Les Européens croient peut-être que l'Ukraine sera capable de tenir suffisamment longtemps pour que les pertes russes s'accumulent et que l'économie russe s'effondre. Ou peut-être craignent-ils la perte de statut perçue qui pourrait résulter d'un recul et compromettre la paix avec la Russie. Plus cyniquement, même si la Russie franchit les lignes ukrainiennes, cela pourrait renforcer l'unité européenne et enfin convaincre les opinions publiques européennes d'une augmentation des dépenses de défense, Moscou n’étant de toute façon pas en mesure de gouverner une Ukraine retrécie.
Les dirigeants européens devraient y réfléchir à deux fois avant de s'en tenir à cette logique. Le protocole d'accord récemment annoncé concernant le gazoduc Power of Siberia 2, s'il est mis en œuvre, pourrait consolider durablement le pivot russe vers la Chine en acheminant du gaz de Sibérie occidentale, autrement destiné aux marchés européens. Outre les risques d'escalade militaire, une guerre prolongée et la rupture des relations économiques entre la Russie et le reste de l'Europe qui en résulterait pourraient engendrer des conséquences stratégiques qui ne sont pas encore gravées dans le marbre – et qu'il vaut mieux éviter.

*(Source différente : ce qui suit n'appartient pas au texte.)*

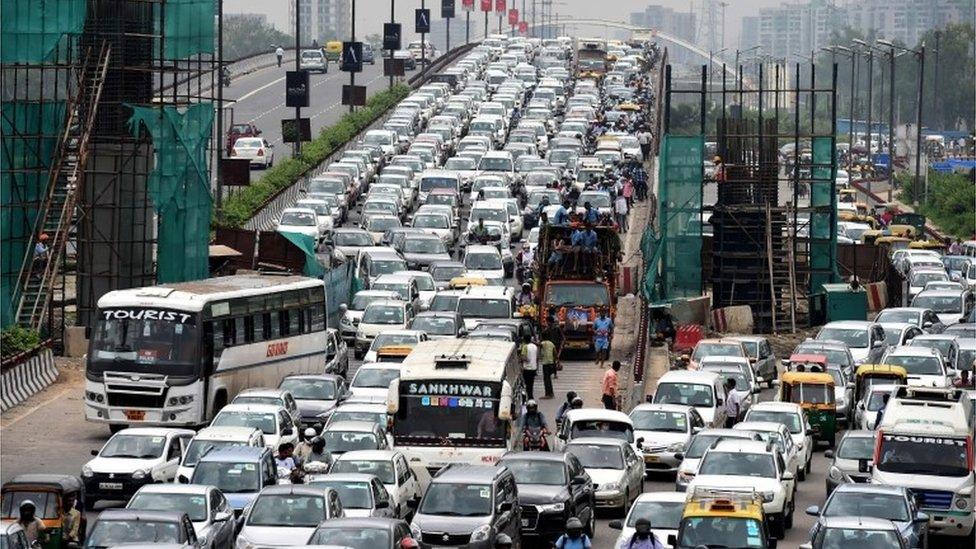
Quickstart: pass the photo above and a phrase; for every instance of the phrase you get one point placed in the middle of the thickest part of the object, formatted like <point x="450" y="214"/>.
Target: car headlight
<point x="481" y="533"/>
<point x="552" y="508"/>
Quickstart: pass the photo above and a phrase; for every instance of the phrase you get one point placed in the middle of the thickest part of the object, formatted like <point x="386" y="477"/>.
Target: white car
<point x="255" y="149"/>
<point x="616" y="470"/>
<point x="275" y="422"/>
<point x="300" y="220"/>
<point x="663" y="431"/>
<point x="791" y="415"/>
<point x="372" y="381"/>
<point x="390" y="466"/>
<point x="131" y="458"/>
<point x="663" y="509"/>
<point x="206" y="506"/>
<point x="751" y="464"/>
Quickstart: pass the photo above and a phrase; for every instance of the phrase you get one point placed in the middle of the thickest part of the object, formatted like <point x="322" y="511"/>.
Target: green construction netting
<point x="31" y="29"/>
<point x="680" y="197"/>
<point x="306" y="244"/>
<point x="823" y="237"/>
<point x="29" y="133"/>
<point x="179" y="186"/>
<point x="188" y="27"/>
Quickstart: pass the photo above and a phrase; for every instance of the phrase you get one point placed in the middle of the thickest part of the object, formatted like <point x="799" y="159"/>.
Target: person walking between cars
<point x="530" y="364"/>
<point x="574" y="538"/>
<point x="609" y="395"/>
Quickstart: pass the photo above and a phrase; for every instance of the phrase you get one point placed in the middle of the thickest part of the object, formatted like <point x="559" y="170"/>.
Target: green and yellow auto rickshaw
<point x="58" y="499"/>
<point x="814" y="392"/>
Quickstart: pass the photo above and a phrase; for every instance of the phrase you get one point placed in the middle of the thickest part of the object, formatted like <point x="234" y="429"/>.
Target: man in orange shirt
<point x="610" y="386"/>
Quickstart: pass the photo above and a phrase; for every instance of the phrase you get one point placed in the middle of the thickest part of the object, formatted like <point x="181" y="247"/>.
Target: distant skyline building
<point x="321" y="20"/>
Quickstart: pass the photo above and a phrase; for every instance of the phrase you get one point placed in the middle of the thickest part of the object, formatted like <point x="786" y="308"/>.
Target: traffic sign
<point x="391" y="36"/>
<point x="352" y="57"/>
<point x="421" y="20"/>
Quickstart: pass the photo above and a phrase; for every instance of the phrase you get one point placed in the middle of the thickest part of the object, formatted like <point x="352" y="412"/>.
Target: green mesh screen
<point x="31" y="29"/>
<point x="179" y="186"/>
<point x="680" y="215"/>
<point x="188" y="27"/>
<point x="30" y="133"/>
<point x="823" y="237"/>
<point x="306" y="244"/>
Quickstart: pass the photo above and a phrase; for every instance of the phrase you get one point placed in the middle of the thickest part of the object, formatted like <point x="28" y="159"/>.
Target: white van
<point x="702" y="390"/>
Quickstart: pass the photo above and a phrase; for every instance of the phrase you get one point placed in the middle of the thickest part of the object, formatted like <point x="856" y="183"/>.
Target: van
<point x="702" y="390"/>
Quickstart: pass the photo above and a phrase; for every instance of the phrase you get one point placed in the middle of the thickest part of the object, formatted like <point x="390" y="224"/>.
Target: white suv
<point x="755" y="465"/>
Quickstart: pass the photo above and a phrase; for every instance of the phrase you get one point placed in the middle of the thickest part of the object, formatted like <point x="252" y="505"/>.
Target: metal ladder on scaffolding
<point x="39" y="272"/>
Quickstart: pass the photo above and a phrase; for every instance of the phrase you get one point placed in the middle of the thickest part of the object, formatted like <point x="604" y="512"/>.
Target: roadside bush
<point x="241" y="206"/>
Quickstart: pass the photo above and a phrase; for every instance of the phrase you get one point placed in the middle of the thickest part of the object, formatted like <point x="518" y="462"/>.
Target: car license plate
<point x="135" y="415"/>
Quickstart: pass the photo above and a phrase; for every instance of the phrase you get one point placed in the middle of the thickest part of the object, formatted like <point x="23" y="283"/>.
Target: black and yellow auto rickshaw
<point x="52" y="496"/>
<point x="814" y="392"/>
<point x="867" y="375"/>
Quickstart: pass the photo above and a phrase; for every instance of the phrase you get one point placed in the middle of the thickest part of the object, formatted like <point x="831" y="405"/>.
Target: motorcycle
<point x="534" y="438"/>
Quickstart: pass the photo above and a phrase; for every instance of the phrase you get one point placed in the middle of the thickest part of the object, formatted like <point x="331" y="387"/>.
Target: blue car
<point x="894" y="503"/>
<point x="240" y="472"/>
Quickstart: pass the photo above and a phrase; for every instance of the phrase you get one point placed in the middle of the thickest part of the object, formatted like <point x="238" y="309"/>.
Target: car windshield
<point x="883" y="506"/>
<point x="790" y="419"/>
<point x="298" y="219"/>
<point x="598" y="456"/>
<point x="549" y="473"/>
<point x="194" y="505"/>
<point x="351" y="538"/>
<point x="109" y="533"/>
<point x="231" y="478"/>
<point x="375" y="378"/>
<point x="134" y="446"/>
<point x="657" y="420"/>
<point x="738" y="464"/>
<point x="939" y="304"/>
<point x="457" y="500"/>
<point x="853" y="337"/>
<point x="664" y="515"/>
<point x="721" y="532"/>
<point x="353" y="495"/>
<point x="352" y="238"/>
<point x="382" y="470"/>
<point x="688" y="394"/>
<point x="917" y="365"/>
<point x="310" y="389"/>
<point x="347" y="441"/>
<point x="383" y="314"/>
<point x="287" y="510"/>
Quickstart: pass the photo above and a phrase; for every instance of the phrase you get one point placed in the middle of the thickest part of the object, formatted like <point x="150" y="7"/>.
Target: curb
<point x="26" y="379"/>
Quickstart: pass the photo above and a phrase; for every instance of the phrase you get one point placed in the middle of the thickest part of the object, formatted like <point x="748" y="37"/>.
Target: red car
<point x="237" y="131"/>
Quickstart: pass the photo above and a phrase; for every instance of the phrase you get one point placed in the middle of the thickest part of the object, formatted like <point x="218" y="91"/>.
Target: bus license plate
<point x="135" y="415"/>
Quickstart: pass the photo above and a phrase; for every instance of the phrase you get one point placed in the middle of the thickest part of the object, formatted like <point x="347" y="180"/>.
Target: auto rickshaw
<point x="814" y="392"/>
<point x="49" y="493"/>
<point x="874" y="374"/>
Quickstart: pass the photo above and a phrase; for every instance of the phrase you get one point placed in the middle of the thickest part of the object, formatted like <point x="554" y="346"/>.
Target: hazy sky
<point x="368" y="22"/>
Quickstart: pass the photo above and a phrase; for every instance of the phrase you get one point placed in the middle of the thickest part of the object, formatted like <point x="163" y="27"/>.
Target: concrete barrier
<point x="27" y="377"/>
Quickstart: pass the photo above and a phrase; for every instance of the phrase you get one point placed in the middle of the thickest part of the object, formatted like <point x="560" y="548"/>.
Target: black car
<point x="552" y="488"/>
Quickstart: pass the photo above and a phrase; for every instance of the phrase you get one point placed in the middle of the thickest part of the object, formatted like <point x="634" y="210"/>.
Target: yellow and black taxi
<point x="716" y="517"/>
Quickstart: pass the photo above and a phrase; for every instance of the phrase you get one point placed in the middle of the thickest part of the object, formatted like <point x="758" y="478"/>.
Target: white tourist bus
<point x="456" y="401"/>
<point x="175" y="354"/>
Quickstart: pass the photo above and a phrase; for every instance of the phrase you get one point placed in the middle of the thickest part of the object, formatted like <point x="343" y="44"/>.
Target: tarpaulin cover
<point x="25" y="163"/>
<point x="306" y="244"/>
<point x="31" y="29"/>
<point x="179" y="186"/>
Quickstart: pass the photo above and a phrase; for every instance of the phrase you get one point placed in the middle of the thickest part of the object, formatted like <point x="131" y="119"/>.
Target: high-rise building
<point x="321" y="20"/>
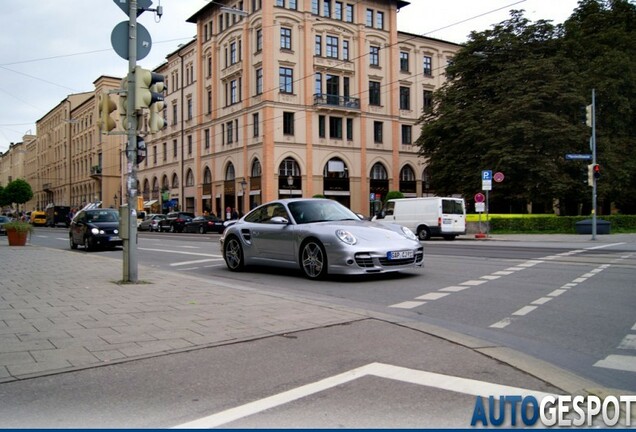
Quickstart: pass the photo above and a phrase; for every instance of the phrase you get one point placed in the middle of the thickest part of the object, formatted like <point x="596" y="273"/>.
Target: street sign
<point x="578" y="156"/>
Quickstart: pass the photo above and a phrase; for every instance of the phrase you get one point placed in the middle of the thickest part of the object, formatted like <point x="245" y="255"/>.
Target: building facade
<point x="305" y="98"/>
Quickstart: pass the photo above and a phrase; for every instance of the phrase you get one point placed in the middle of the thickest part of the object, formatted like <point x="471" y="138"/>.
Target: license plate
<point x="400" y="255"/>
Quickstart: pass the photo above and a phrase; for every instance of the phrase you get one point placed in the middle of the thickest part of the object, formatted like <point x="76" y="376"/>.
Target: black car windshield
<point x="102" y="216"/>
<point x="320" y="211"/>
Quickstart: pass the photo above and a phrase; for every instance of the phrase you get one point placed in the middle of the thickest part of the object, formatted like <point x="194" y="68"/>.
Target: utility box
<point x="585" y="226"/>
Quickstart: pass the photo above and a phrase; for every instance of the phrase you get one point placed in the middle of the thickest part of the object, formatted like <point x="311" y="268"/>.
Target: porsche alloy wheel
<point x="313" y="260"/>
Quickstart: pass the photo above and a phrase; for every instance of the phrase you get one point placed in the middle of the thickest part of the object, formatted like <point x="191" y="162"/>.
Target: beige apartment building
<point x="298" y="98"/>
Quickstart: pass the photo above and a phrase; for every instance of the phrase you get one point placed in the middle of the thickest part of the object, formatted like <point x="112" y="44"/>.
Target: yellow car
<point x="38" y="218"/>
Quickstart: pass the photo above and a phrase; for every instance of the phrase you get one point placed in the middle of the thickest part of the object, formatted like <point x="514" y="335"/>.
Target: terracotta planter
<point x="17" y="238"/>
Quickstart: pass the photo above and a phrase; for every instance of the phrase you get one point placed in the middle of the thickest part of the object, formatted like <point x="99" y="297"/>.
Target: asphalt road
<point x="569" y="305"/>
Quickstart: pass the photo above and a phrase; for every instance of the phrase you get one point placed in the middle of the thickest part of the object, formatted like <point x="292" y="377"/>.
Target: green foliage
<point x="18" y="226"/>
<point x="18" y="191"/>
<point x="513" y="102"/>
<point x="393" y="195"/>
<point x="545" y="224"/>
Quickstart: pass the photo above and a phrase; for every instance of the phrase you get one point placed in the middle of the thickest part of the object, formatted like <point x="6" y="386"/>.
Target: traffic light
<point x="122" y="104"/>
<point x="145" y="82"/>
<point x="105" y="106"/>
<point x="156" y="121"/>
<point x="141" y="150"/>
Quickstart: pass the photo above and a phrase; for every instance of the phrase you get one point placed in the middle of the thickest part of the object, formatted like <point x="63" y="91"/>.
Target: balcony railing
<point x="346" y="102"/>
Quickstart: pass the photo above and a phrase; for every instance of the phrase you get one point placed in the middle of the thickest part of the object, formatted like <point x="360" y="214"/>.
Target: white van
<point x="427" y="217"/>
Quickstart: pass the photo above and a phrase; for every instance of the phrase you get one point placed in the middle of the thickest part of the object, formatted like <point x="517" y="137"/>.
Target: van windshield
<point x="452" y="207"/>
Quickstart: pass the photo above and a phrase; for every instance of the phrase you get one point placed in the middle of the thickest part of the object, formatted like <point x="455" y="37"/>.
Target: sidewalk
<point x="54" y="320"/>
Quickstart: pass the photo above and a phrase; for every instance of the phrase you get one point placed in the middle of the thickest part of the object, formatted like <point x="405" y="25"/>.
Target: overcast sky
<point x="52" y="48"/>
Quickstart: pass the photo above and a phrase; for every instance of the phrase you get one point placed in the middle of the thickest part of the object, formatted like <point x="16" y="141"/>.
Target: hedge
<point x="556" y="224"/>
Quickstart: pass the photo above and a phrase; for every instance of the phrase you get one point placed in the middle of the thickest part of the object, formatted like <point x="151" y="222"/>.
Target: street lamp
<point x="290" y="183"/>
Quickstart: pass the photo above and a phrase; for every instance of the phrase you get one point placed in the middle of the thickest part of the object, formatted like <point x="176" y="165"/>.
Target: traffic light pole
<point x="593" y="145"/>
<point x="130" y="244"/>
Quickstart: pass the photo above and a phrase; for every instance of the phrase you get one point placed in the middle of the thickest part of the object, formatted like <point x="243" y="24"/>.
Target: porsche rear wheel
<point x="313" y="260"/>
<point x="233" y="254"/>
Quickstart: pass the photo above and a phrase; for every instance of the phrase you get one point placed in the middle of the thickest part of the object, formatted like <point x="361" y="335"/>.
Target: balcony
<point x="347" y="103"/>
<point x="96" y="171"/>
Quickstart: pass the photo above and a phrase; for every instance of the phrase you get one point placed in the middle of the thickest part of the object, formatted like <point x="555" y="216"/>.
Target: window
<point x="255" y="124"/>
<point x="377" y="132"/>
<point x="428" y="100"/>
<point x="349" y="13"/>
<point x="318" y="84"/>
<point x="407" y="134"/>
<point x="332" y="47"/>
<point x="337" y="12"/>
<point x="286" y="80"/>
<point x="335" y="127"/>
<point x="259" y="81"/>
<point x="326" y="8"/>
<point x="285" y="38"/>
<point x="404" y="61"/>
<point x="374" y="93"/>
<point x="428" y="66"/>
<point x="374" y="56"/>
<point x="259" y="40"/>
<point x="379" y="20"/>
<point x="405" y="98"/>
<point x="288" y="123"/>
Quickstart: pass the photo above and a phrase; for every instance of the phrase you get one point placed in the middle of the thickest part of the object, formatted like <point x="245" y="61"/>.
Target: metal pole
<point x="130" y="245"/>
<point x="593" y="142"/>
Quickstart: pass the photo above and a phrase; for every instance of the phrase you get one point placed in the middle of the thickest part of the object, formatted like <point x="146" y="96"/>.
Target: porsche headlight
<point x="408" y="233"/>
<point x="346" y="237"/>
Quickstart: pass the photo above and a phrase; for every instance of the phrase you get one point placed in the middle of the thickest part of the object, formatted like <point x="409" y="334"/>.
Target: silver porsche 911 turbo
<point x="319" y="236"/>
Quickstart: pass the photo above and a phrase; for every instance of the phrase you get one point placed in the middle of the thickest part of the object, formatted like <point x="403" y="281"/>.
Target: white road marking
<point x="431" y="296"/>
<point x="407" y="305"/>
<point x="624" y="363"/>
<point x="628" y="342"/>
<point x="397" y="373"/>
<point x="524" y="310"/>
<point x="194" y="262"/>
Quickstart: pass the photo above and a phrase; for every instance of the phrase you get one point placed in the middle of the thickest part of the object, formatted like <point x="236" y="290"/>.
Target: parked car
<point x="175" y="221"/>
<point x="319" y="236"/>
<point x="151" y="223"/>
<point x="4" y="220"/>
<point x="94" y="228"/>
<point x="38" y="218"/>
<point x="204" y="224"/>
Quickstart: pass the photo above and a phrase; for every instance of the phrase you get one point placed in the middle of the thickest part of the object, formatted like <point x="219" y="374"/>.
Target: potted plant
<point x="17" y="232"/>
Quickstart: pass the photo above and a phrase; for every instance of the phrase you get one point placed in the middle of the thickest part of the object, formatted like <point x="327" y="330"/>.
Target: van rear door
<point x="453" y="216"/>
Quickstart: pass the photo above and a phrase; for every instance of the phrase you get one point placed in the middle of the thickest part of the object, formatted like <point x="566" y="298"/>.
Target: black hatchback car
<point x="204" y="224"/>
<point x="175" y="221"/>
<point x="95" y="228"/>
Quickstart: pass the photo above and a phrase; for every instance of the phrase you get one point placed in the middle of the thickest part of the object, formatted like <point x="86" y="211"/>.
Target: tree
<point x="511" y="103"/>
<point x="18" y="191"/>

La Russie restera un adversaire de l'Occident dans un avenir proche. Mais réussir dans un monde multipolaire nécessite de créer un espace stratégique permettant d'interagir, au moins dans une certaine mesure, avec tous les pôles de pouvoir. Un monde de blocs rigides ne doit pas être une prophétie autoréalisatrice – et compromettrait bien plus la survie d'un « ordre international fondé sur des règles » que de reporter les désaccords sur l'intégrité territoriale de l'Ukraine et d'entamer la tâche ardue de reconstruire un sentiment de sécurité partagé en Europe.